Quelques malades, particulièrement les alcooliques, peuvent présenter une amélioration spontanée de la fonction rénale.

Cette perturbation progressive de la fonction rénale se manifeste cliniquement par une augmentation de la rétention de liquide, augmentation des besoins en diurétiques ou de la fréquence des ponctions, diminution progressive du sodium plasmatique et développement d’une ascite réfractaire au traitement diurétique et apparition d’un SHR.

Les études sur l’histoire naturelle de la cirrhose hépatique montrent toutes une étroite corrélation entre la détérioration progressive de la fonction rénale et la présence d’un pronostic grave.

Les paramètres qui mesurent les perturbations de la fonction rénale et de l’hémodynamique systémique ont une importante signification pronostique dans la cirrhose hépatique avec ascite.

De tous, la capacité rénale d’excréter une surcharge aqueuse semble celui qui a le plus de valeur pronostique chez ces malades.

Il est intéressant de se rappeler ici que ces paramètres ont plus de valeur prédictive que les anomalies de fonction hépatique ou que la classification de Child-Pugh. Le pronostic de ces malades peut aussi s’évaluer en analysant la réponse au traitement.

Quand on observe une réponse thérapeutique positive avec un régime hyposodé et peu de diurétiques, l’évolution, logiquement, est meilleure que lorsque le patient reçoit une dose élevée de diurétiques ou quand on doit réaliser plusieurs fois des ponctions évacuatrices.

Il est recommandé de poser l’indication d’une transplantation hépatique avant l’apparition d’un SHR.

Traitement du syndrome hépatorénal :

Ce chapitre ne comprend pas le traitement de l’ascite (régime hyposodé, diurétiques, paracentèse, DPPI) ; il y est fait uniquement référence au traitement du SHR. Jusqu’à maintenant, on a utilisé de multiples modalités thérapeutiques pour le SHR sans que l’on ait obtenu de résultats positifs pour aucune d’entre elles.

Récemment, on a suggéré que l’administration de vasoconstricteurs, particulièrement d’ornipressine, un dérivé de la vasopressine qui a un puissant effet antidiurétique, avec une expansion volémique plasmatique par albumine intraveineuse pendant une longue période (2 semaines), ou l’insertion d’une DPPI puisse améliorer la fonction rénale chez les malades avec SHR.

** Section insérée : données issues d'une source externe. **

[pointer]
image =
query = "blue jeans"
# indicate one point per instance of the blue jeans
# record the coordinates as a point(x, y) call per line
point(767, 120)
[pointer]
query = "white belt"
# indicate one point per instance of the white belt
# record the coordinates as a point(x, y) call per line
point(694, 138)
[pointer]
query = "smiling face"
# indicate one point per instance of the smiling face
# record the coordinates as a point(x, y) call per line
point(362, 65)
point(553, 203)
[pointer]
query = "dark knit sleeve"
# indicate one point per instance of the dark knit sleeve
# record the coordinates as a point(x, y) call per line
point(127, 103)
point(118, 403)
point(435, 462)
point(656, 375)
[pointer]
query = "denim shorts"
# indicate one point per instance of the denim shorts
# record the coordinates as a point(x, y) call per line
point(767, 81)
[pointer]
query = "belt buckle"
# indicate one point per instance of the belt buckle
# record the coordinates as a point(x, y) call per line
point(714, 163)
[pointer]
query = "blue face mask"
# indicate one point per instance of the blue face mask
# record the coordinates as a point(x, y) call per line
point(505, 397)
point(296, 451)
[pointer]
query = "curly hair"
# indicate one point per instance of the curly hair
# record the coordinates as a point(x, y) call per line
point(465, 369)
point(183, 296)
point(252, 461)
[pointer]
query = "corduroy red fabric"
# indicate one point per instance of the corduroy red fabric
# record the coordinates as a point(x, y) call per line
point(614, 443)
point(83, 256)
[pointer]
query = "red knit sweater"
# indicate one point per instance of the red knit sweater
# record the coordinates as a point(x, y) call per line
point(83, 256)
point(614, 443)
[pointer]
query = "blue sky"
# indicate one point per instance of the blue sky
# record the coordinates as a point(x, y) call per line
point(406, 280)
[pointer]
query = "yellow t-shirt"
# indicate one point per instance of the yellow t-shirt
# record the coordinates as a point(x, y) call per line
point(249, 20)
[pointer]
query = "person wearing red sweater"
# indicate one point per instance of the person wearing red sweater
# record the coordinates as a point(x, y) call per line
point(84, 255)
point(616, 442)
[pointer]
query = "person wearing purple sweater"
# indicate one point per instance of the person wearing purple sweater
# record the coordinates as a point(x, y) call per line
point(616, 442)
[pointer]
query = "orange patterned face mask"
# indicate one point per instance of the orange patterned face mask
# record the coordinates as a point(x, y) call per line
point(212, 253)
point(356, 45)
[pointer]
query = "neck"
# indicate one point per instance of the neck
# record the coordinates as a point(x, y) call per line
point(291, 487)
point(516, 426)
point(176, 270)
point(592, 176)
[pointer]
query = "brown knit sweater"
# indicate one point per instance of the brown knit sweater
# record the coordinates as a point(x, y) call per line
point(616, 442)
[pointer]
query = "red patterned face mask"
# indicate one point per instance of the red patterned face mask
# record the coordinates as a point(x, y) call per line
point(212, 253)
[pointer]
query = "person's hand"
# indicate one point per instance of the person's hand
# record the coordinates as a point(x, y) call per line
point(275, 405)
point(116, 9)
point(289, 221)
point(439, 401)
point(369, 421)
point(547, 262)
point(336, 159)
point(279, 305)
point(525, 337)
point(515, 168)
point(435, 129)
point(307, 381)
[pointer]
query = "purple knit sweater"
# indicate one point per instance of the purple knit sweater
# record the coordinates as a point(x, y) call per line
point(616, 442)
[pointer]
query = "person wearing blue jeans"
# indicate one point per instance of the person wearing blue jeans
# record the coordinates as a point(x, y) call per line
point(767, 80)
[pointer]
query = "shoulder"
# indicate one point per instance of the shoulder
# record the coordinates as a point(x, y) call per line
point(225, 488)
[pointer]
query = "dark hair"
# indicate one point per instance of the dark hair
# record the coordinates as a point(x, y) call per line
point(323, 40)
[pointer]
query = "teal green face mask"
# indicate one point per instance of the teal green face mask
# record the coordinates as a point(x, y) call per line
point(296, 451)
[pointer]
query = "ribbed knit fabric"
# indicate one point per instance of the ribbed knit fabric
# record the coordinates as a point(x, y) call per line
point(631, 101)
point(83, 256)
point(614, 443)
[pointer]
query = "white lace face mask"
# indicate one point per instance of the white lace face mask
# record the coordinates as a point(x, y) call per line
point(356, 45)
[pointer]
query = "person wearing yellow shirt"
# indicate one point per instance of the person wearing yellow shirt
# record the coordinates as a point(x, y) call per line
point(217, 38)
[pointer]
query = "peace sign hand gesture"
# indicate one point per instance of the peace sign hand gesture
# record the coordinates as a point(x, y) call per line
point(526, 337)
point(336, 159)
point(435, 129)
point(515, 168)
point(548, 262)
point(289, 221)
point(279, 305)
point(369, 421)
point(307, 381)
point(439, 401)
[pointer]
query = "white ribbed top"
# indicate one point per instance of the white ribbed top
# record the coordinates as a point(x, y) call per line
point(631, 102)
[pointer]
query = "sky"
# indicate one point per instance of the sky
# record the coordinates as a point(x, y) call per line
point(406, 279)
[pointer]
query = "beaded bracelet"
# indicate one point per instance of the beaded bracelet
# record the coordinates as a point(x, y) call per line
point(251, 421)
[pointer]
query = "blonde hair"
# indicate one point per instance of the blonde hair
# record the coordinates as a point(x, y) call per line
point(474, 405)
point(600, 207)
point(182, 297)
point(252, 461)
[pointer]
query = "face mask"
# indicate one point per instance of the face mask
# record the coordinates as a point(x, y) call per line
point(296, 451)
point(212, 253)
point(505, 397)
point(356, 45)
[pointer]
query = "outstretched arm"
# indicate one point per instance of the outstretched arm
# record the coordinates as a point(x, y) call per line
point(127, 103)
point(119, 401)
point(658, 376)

Cependant ces procédures thérapeutiques peuvent être associées à un nombre significatif d’effets secondaires (complications ischémiques chez les malades traités avec ornipressine et encéphalopathie hépatique ou altération de la fonction hépatique chez les malades traités avec DPPI).

De plus, il n’y a pas encore d’information suffisante pour savoir si cette amélioration de la fonction rénale est associée à une augmentation de la survie de ces malades.

Pour ces raisons, il est évident que ces deux méthodes thérapeutiques doivent être évaluées avec des études prospectives contrôlées.

Le traitement d’élection du SHR chez des candidats sélectionnés est la transplantation hépatique.

Cependant, un pourcentage significatif de malades dans la liste d’attente meurent car la survie est très courte.

Il est évident que l’indication d’une transplantation hépatique doit se réaliser avant qu’apparaisse un SHR.

Il existe des données objectives qui permettent de prédire avec une bonne certitude le développement d’un SHR.

La constatation d’une réduction très marquée de l’excrétion urinaire de sodium, l’incapacité à excréter une surcharge aqueuse, l’hyponatrémie dilutionnelle, l’hypotension artérielle et une intense activation des systèmes vasoconstricteurs sont des éléments qui permettent d’affirmer que le risque de développer un SHR est très élevé et que ces malades peuvent déjà être considérés comme candidats pour une transplantation hépatique.